県は下水処理後、海に放流されている水に、殺菌強化など高度な処理を施した「再生水」を農業用に活用する計画を進めている。糸満市北部をモデル地区に、同市浄化センターから出る放流水を再生処理する。県によると、国内で再生水の大規模な農業利用はほとんどなく、海外の先進事例などを踏まえ、2015年度までに再生水の利用計画、水質基準・管理など県独自のマニュアルを作成し、新たな水資源の確保策として普及を図りたい考えだ。(長浜真吾)

再生水利用による沖縄型水循環システム導入可能性調査

 再生水の農業利用は米国やメキシコ、ドイツなどで行われ、米国では州ごとに再生処理、水質基準を設けている。国内でもトイレの洗浄水などに使われているが、農業利用に関する水質基準などは定められていない。

 県の計画では、糸満市浄化センターに近く、かんがい施設が不十分な同市北部(北波平、座波など6集落)をモデル地区に設定。センター内に設置したプラントで、ろ過膜や紫外線殺菌などによる再処理技術を用いる。葉野菜などへの散布にも対応できるよう、飲料水に近いレベルまで水質を改善、安全性を確保する。同センターは現在、日量平均約1万トンを放流しており、周辺の湧き水と組み合わせ、モデル地区(250ヘクタール)に必要な水量(日量平均約8500トン)を安定的にまかなえるという。

 県農林水産部の「再生水利用による沖縄型水循環システム導入可能性調査」。13~15年度までの3年間に、現地調査や先進事例の研究、再生水を使った作物の生育・品質試験、処理や送水などのコスト検討を進める。有識者やJA、消費者などで構成する検討委員会の意見を踏まえ、再生水利用・水質管理のマニュアルを作成する。

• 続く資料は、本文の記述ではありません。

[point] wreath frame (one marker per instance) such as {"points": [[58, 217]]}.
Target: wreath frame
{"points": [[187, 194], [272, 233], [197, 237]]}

 本島中南部は農地面積・生産額に比べ、水源整備が遅れており、同部では「安定的な水源が確保できれば、高収益作物の導入にもつながる。将来的には水資源が乏しい離島などでも応用できる」と説明。一方で「水質基準や水質管理を徹底して安全性を確保し、消費者の理解を得る必要がある」と、リスク管理の重要性も強調した。